Event
Weekly OSI Lab Seminar
Short summary
In this seminar, I will talk about the paper “Gradient Descent on Infinitely Wide Neural Networks: Global Convergence and Generalization” (Bach and Chizat, arXiv 2021) and the references therein.
Abstract
Many supervised machine learning methods are naturally cast as optimization problems. For prediction models which are linear in their parameters, this often leads to convex problems for which many mathematical guarantees exist. Models which are non-linear in their parameters such as neural networks lead to non-convex optimization problems for which guarantees are harder to obtain. In this review paper, we consider two-layer neural networks with homogeneous activation functions where the number of hidden neurons tends to infinity, and show how qualitative convergence guarantees may be derived.
Papers
Papers discussed in the seminar:
- Main: Bach, Francis and Chizat, Lénaïc. Gradient Descent on Infinitely Wide Neural Networks: Global Convergence and Generalization.

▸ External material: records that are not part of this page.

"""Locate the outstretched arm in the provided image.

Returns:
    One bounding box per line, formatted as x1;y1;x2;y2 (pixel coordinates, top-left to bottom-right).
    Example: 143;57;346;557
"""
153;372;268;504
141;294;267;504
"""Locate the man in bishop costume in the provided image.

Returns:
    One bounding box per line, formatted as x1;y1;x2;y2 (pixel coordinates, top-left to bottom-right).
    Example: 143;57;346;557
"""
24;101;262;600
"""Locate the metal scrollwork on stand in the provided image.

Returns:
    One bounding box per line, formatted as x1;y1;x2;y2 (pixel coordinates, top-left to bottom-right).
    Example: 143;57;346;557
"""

In arXiv 2021.
- Chizat, Lénaïc and Bach, Francis. On the Global Convergence of Gradient Descent for Over-parametrized Models using Optimal Transport. In NeurIPS 2018.
- Chizat, Lénaïc and Bach, Francis. Implicit Bias of Gradient Descent for Wide Two-Layer Neural Networks Trained with the Logistic Loss. In COLT 2020.
- Chizat, Lénaïc and Bach, Francis. On Lazy Training in Differentiable Programming. In NeurIPS 2019.